“Le donne in gravidanza si vaccinino contro il Covid, non devono passare quello che ho passato io. Io sono una persona in salute, ho avuto una gravidanza a basso rischio e non ho mai avuto patologie pregresse. Il vaccino serve a evitare un parto prematuro, come è successo a me: consiglio a tutte le donne di farlo”: sono queste le parole di Claudia Pizzirani, la donna di 38 anni che qualche settimana fa all’ospedale Maggiore di Bologna ha partorito il figlio Matteo grazie a un cesareo d’urgenza praticato mentre era ricoverata in terapia intensiva a causa di una polmonite bilaterale, sopraggiunta dopo che aveva contratto il nuovo coronavirus.
Dopo essere rientrata della ferie il 29 luglio, la donna ha iniziato ad accusare i primi sintomi della malattia e, su suggerimento del team del percorso nascita da cui era seguita, si è rivolta all’ospedale felsineo. Dopo alcuni giorni a casa, però, la situazione è peggiorata: il 4 agosto è stata ricoverata nel reparto di terapia intensiva e il 9 agosto, prima che venisse intubata, i medici hanno deciso per il cesareo d’urgenza.
Così è nato Matteo, anche lui ora in terapia intensiva: “ma sta bene”, ha rassicurato la neo-mamma, “è di 2 chili e deve solo crescere”. L’incontro tra la madre e il figlio neonato è potuto avvenire solo a una decina di giorni dal parto, anche se medici e infermieri hanno permesso alla donna di vederlo tramite videochiamata.

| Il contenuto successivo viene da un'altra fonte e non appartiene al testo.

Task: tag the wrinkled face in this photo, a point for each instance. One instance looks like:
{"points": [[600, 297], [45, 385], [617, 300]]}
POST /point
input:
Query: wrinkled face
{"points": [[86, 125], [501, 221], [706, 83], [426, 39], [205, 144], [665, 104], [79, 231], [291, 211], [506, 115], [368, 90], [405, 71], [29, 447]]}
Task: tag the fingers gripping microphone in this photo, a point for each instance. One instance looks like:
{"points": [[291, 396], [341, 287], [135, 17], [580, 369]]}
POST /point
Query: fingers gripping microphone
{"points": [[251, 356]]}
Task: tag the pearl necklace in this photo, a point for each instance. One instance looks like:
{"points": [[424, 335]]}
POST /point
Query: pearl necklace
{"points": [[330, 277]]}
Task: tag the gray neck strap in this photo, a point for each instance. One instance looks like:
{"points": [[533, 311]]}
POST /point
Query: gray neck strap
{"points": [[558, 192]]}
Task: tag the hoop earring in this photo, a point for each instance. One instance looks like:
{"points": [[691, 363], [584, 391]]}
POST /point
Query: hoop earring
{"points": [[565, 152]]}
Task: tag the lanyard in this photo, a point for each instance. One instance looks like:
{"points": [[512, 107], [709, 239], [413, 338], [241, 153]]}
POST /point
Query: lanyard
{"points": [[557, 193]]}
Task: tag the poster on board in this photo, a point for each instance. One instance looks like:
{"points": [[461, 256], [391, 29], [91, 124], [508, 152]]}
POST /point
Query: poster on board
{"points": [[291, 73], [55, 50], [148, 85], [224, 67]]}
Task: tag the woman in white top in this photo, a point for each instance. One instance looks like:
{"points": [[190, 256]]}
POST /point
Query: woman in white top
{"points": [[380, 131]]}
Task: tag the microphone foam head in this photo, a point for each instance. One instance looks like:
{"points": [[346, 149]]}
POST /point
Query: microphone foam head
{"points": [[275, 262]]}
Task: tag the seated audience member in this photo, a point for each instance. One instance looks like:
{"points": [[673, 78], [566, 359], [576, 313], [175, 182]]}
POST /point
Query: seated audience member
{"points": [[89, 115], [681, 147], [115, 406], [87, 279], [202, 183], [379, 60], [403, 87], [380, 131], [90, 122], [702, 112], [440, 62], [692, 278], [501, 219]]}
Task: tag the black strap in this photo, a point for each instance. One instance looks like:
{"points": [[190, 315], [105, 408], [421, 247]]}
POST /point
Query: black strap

“Io non mi ero vaccinata contro il Covid – ha spiegato la 38enne, già madre di un altro bimbo – perché solo un mese fa le linee guida non erano così chiare per le donne in gravidanza. Sul vaccino mi ero informata subito: ma, probabilmente, non c’erano nemmeno i dati a consigliare le donne in gravidanza. Adesso che le cose sono più chiare lo consiglio a tutte le future mamme”.